Nintendo will move more than 50 employees from its Redmond, Wash., headquarters to town this October to be closer to Silicon Valley’s action.
Roughly 55 members of the video-game company’s sales and marketing team will relocate to Redwood City, while another 25 will station themselves in New York, according to Julia Roether, a spokeswoman for the firm. With Sony in nearby Foster City, San Mateo County will soon host makers oftwo of the three major game consoles.
The Peninsula — along with San Francisco — is home to major gamemakers from Sega and Ubisoft in The City to Electronic Arts and Capcom in San Mateo County and Namco in San Jose, according to Tammy Schachter, spokeswoman for EA.
“This creates a nucleus of the industry in the Bay Area,” Schachter said. “Having a talent pool in the Bay Area with people who are experienced, either in game development, marketing or publishing, is a huge advantage to being here.”
While Nintendo wants its marketing staff to be in the thick of the booming Silicon Valley video game scene, the Japan-based company will maintain its American headquarters in Redmond, according to Roether.
Higher-ups at Nintendo were not available for comment Monday on the Redwood City move.
Although Redwood City has made a name for itself as ground zero for high-end tech companies such as EA, Oracle and PDI Dreamworks, it has done so without any special incentives or tax breaks, according to Pat Webb, the city’s economic development director.
More than 10 years ago, the Redwood City Council voted against offering high-tech firms tax discounts for moving to town.

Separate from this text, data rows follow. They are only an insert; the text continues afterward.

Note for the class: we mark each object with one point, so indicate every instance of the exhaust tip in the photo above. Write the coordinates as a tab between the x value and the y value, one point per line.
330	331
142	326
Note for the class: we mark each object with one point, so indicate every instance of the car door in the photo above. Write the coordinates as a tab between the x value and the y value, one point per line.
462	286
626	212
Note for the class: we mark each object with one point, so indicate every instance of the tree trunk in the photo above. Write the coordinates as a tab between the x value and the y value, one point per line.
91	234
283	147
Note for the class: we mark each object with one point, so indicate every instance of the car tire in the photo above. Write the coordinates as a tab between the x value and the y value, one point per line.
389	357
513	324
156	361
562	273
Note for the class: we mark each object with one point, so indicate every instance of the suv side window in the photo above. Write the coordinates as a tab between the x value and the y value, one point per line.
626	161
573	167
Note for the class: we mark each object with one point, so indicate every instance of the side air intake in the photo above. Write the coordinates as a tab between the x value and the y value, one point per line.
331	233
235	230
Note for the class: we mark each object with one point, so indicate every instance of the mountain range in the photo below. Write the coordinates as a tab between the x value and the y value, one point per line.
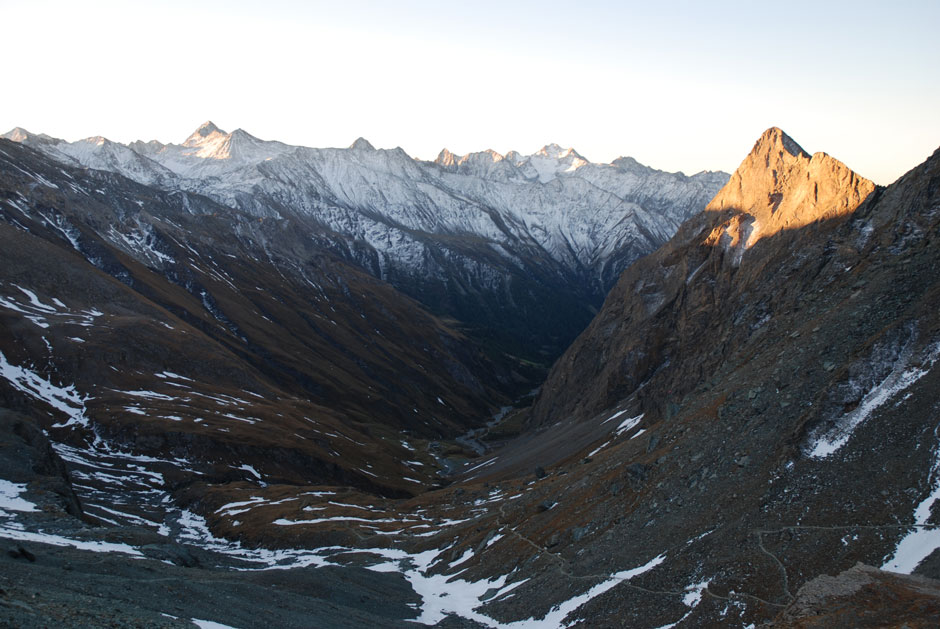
216	377
483	238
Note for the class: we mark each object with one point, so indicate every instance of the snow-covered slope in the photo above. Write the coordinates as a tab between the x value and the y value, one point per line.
501	231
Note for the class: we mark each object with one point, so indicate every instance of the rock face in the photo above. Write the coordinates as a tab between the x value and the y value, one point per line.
485	238
754	406
684	306
172	327
864	596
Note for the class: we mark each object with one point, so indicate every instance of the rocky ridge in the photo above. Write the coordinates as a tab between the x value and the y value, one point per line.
483	238
754	407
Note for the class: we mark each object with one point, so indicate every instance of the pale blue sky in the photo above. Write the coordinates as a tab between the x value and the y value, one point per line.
677	85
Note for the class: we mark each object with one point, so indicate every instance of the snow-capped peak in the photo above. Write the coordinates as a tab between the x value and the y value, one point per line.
21	135
361	144
446	158
551	160
554	151
205	132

“Shortly after that, we went into a cycle that was so robust, all of our office space filled up,” said Webb, who attributes Redwood City’s success to its geographic location.
Its proximity to San Francisco, San Jose, two bridges to the East Bay and to the Pacific coast makes many firms want to move in — such as Protein Design Labs BioPharma, which is taking up residence in the Pacific Shores Center near PDI Dreamworks.
While commercial vacancies were as high as 40 percent during the dot-com bust, they’re now down to roughly 10 percent, according to Webb. And, the city has maintained a business-friendly reputation, according to Bruce Paris, vice president with real-estate brokers CBRichard Ellis.
“No city is more pro-development and open to change — they have a big-picture view,” Paris said.